Difference between tangent and sine-based calculations Error Spreadsheet Robert Leverett Nov 26, 2004 10:27 PST
 ENTS:       Our discussions on the difference between sin and tangent-based calculations and Will Blozan's recent suggestion to compare what the tangent-based height calculation would have been in our measurements by treating the point shot with the laser to have been vertically over the base led me to run comparative calculations on a sample of 1,330 trees measured with laser and clinometer. From an original larger selection, I eliminated those measurements in which the measurer would have been closer to the trunk than a chain's distance (66 ft) or at an angle of to the crown of 65 degrees or more.
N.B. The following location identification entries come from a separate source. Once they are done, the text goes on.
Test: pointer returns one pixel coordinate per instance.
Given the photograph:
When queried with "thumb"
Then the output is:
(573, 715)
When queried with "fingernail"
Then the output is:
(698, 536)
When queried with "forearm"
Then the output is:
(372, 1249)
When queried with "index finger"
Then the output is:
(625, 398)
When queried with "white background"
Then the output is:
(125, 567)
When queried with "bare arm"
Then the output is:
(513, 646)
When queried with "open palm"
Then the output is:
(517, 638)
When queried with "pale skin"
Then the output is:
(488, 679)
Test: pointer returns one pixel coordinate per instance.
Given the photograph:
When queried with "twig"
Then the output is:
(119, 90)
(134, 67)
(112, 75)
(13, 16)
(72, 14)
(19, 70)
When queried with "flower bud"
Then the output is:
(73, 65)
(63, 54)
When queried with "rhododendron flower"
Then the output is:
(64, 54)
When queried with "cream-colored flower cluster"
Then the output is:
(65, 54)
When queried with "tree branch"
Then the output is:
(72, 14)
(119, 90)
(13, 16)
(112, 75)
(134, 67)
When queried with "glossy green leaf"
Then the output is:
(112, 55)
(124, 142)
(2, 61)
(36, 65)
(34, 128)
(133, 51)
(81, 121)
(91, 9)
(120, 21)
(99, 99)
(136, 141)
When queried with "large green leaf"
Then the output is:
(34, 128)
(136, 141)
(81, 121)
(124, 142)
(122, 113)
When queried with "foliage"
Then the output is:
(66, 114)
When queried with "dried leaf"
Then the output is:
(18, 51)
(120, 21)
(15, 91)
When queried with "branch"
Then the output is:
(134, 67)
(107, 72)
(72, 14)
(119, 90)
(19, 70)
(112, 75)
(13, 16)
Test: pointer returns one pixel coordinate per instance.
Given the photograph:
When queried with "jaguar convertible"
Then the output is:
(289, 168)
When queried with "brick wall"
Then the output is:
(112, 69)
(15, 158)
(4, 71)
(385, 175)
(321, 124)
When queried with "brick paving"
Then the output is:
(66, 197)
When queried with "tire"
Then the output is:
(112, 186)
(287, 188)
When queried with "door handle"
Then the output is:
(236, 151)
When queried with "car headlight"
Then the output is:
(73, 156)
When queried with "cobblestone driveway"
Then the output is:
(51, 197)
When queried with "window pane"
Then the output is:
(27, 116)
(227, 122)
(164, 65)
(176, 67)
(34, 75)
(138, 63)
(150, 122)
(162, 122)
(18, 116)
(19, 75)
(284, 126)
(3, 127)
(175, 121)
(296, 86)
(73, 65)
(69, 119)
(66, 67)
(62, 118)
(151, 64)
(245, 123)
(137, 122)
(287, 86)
I considered these two situations to be improbable measurements from the standpoint of an experienced user of the tangent (% slope) method. The results are as follows: Differences between sin-based and tangent-based calculations for tree height. Covers above eye calculations. Differences are in feet. Diff       0-0.99  1-1.99  2-4.99  5-9.99  10-14.99  15-24.99  25-65.99  TOT Count     123      131      333      368       167        138           70       1330 Pct Tot    9.2%   9.8%   25.0%  27.7%    12.6%    10.4%      5.3% Cum Pct  9.2% 19.1%   44.1%   71.8%   84.4%    94.7%    100.0% Max diff:      65.32 Ave diff:        8.30      The average of the absolute value of the differences is 8.3 feet. The max difference is a whopping 65.3 feet. These statistics plus the ABOVE table of percentages tell most of the story. It is certainly possible to reduce the error of the tangent-based calculations by cross-triangulating the crown, but even that method has its limitation, visibility of the same crown point from sufficiently separated spots being the primary. Will Blozan and I did the crown cross-triangulating for several years and described the method fully in: "Stalking the Forest Monarchs - A Guide to Measuring Champion Trees".       The next series of charts will look more closely at subsets of these measurements. Please stay tuned. The above is enough for now.       I'll send the Excel spreadsheet holding the 1330 measurements to Ed in a couple of days. Bob
 RE: Difference between... MY REPLY Will Blozan Nov 27, 2004 14:52 PST
 Bob, The numbers came out kind of distorted in my email. However, the errors are very significant, especially given that in our ENTS measurements the true top has already been identified- a task that can take hours with cross-triangulation. Impressive and compelling! I think we should present a synopsis of our findings to the website and deliver it to certain parties for their "review". We have a strong case, one that should be spread to the public. I am ready for ENTS to make more of an impact in the tree related "playing fields". I also think a scientific push can be made as well as in ecological mensuration (nest heights, canopy layers, etc.) and in more utilitarian fields such as forestry. Also, how accurate are waterfall heights in the East? I have heard some seemingly outrageous heights claimed for waterfalls, and have often wondered about the accuracy. I suspect I do not want to know... Will
 RE: Difference between tangent and sine-based WILL IS ALMOST READY! Will Blozan Nov 27, 2004 19:36 PST
 Bob, John, ENTS, I have 10 trees of 10 species set up in EXCEL for calculations. I have chosen 5 gymnosperms (e. hemlock, C. hemlock, red spruce, loblolly pine, and white pine) and 5 angiosperms (tuliptree, white ash, red oak, sycamore, and black birch). To make my comparisons similar or identical to yours I need to know if you have corrected for slope in the conventional height calculations. I have set it up both ways, slope corrected and not, but I have some pretty serious angles on some of the trees. I could select less steep angles, but the steep tree measures are good to know as well, and are not undoable with cross triangulation. What would be good to know also is to "cross-triangulate" with the laser from two 90 degree opposing angles (same top) to map the top relative to the base, and then calculate the range of error over 360 degrees around the tree. We would need to pick a "pointy topped" tree for this with a prominent lean. I have also looked at the average lean, both + and - from the observer, and even with 10 samples the average is usually less than 2 feet. I find this very interesting, and the greatest lean is actually in the e. hemlocks (~5 feet). Some of my red oaks have a 30' "lean"! Also, I tend to shoot the base at the midslope on the side of the tree, not the closest portion. This way, in my calculations, I do not need to correct for the radius of the trunk. More to come!